House Passes Tiktok Bill, As Eyes Turn To Senate

The House passed a bill on Wednesday that would force TikTok’s Chinese owner to sell the app or face a ban on U.S. app stores — posing the most serious threat to the popular video-sharing platform to date.
The measure earned wide bipartisan support — passing 352-65 — with backing from House Speaker Mike Johnson and former House Speaker Nancy Pelosi (D-Calif.). Its “no” votes spanned a wide ideological range, including both conservative lawmakers like Rep. Thomas Massie (R-Ky.), who raised Amendment concerns, and progressives like Reps. Jamaal Bowman (D-N.Y.) and Robert Garcia (D-Calif.) who say Congress should pass privacy legislation covering all social media sites, not just TikTok.
It now heads to the Senate, where its fate is unclear.
Senators from both parties have expressed concerns about the bill, and Senate Majority Leader Chuck Schumer has not committed to bringing it to the floor. President Joe Biden said he’d sign the measure if it reaches his desk.
The vote on the fast-tracked bill capped a week of frenzied pressure by TikTok, which held rallies outside of the Capitol and enlisted conservative lobbyists, video creators and its own users to try to derail the legislation. The company got a boost from former president Donald Trump, who tried and failed to ban it with an executive order in 2020, but unexpectedly pivoted to supporting the company last week.
Republicans were largely unmoved by Trump’s opposition, though a handful of MAGA conservatives, like Rep. Nancy Mace (R-S.C.), voted against the bill.
As the bill moves to the Senate, some key players appear far less enthusiastic than members of the House.
Senate Commerce Chair Maria Cantwell (D-Wash.) — whose committee is a gatekeeper for any Senate TikTok measures — threw cold water on the House bill.
“I'm glad they brought up a subject, but we got to get a real solution. That one, I don't think will make it all the way through,” she said earlier this week.
She instead wants to push her own bill — the GUARD Act, which would allow the Commerce Department to regulate TikTok and other foreign apps without banning them fully. It has not been introduced.
Sen. Rand Paul (R-Ky.) has said would object to a request to pass the bill unanimously, requiring Democratic leaders to spend more floor time ahead of a roll-call vote.

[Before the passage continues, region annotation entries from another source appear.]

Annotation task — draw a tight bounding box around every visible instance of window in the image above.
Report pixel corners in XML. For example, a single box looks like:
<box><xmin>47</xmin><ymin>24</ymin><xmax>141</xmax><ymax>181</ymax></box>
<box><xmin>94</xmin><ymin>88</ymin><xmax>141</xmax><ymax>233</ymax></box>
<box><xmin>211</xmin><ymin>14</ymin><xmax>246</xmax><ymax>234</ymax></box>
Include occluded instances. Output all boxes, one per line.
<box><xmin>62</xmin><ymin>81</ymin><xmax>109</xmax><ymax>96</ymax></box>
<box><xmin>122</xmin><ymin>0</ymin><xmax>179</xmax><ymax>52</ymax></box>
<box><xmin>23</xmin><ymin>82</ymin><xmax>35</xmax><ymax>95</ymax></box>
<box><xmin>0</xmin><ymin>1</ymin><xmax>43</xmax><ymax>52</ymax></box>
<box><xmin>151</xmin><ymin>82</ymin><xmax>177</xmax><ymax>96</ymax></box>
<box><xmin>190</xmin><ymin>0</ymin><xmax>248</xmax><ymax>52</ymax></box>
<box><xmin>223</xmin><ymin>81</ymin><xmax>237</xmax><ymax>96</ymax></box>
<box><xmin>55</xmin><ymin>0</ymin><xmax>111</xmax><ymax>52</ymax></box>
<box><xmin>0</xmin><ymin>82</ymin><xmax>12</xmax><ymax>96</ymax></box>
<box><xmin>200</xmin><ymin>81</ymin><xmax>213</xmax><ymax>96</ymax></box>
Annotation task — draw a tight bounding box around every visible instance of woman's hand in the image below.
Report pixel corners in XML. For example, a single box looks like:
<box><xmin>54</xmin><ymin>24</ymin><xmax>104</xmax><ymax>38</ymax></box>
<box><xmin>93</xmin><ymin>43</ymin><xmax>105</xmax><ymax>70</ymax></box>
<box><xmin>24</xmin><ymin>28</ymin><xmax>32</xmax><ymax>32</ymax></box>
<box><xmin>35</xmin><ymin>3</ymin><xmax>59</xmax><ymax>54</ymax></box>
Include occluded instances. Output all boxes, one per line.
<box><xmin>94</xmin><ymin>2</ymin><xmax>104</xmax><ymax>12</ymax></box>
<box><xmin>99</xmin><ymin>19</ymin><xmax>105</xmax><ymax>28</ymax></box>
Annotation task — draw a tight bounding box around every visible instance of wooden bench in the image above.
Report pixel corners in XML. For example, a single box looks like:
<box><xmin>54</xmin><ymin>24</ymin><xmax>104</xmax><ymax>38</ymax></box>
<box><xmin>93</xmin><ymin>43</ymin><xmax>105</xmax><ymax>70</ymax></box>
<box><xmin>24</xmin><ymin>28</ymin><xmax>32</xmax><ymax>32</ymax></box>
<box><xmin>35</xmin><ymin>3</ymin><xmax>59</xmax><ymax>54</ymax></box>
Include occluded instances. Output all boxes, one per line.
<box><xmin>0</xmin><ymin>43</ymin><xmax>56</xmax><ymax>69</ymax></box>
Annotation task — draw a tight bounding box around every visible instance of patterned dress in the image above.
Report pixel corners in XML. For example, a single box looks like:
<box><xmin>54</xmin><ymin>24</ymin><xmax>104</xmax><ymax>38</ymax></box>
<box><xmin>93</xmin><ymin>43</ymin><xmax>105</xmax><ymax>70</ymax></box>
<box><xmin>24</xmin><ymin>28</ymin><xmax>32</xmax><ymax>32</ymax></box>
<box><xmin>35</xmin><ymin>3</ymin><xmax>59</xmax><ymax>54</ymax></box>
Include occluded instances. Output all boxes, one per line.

Paul has raised First Amendment concerns about the government banning a form of communication that’s used by 170 million American users, which civil liberties groups such as the American Civil Liberties Union have also raised. A law in Montana seeking to ban TikTok was blocked by a judge late last year over claims it violates the First Amendment.
The company argues that it is not a security threat, and that the bill oversteps legal boundaries. In a statement issued after the vote, X, formerly known as Twitter, said: “This process was secret and the bill was jammed through for one reason: it's a ban. We are hopeful that the Senate will consider the facts, listen to their constituents, and realize the impact on the economy, 7 million small businesses, and the 170 million Americans who use our service.”
The company has partnered with Oracle to store U.S. data on domestic servers to alleviate concerns the Chinese government can access Americans’ data.
There has been at least some interest in the bill from key players in the Senate.
“The perfect can’t be the enemy of the good, and if they can get a great big vote tomorrow, I think that’s good news,” Sen. Mark Warner (D-Va.), chair of the Senate Intelligence Committee, who authored the RESTRICT Act last year that took a broader swing at technologies from foreign adversaries.
That bill ran into GOP backlash over concerns it gave the Biden administration too much power to act unilaterally.
“I think the approach we had a year ago is not going to make it,” Warner told reporters in an interview on Tuesday.
Warner and Senate Intel vice chair Marco Rubio (R-Fla.) met with the House bill sponsors on Tuesday to talk about a path forward.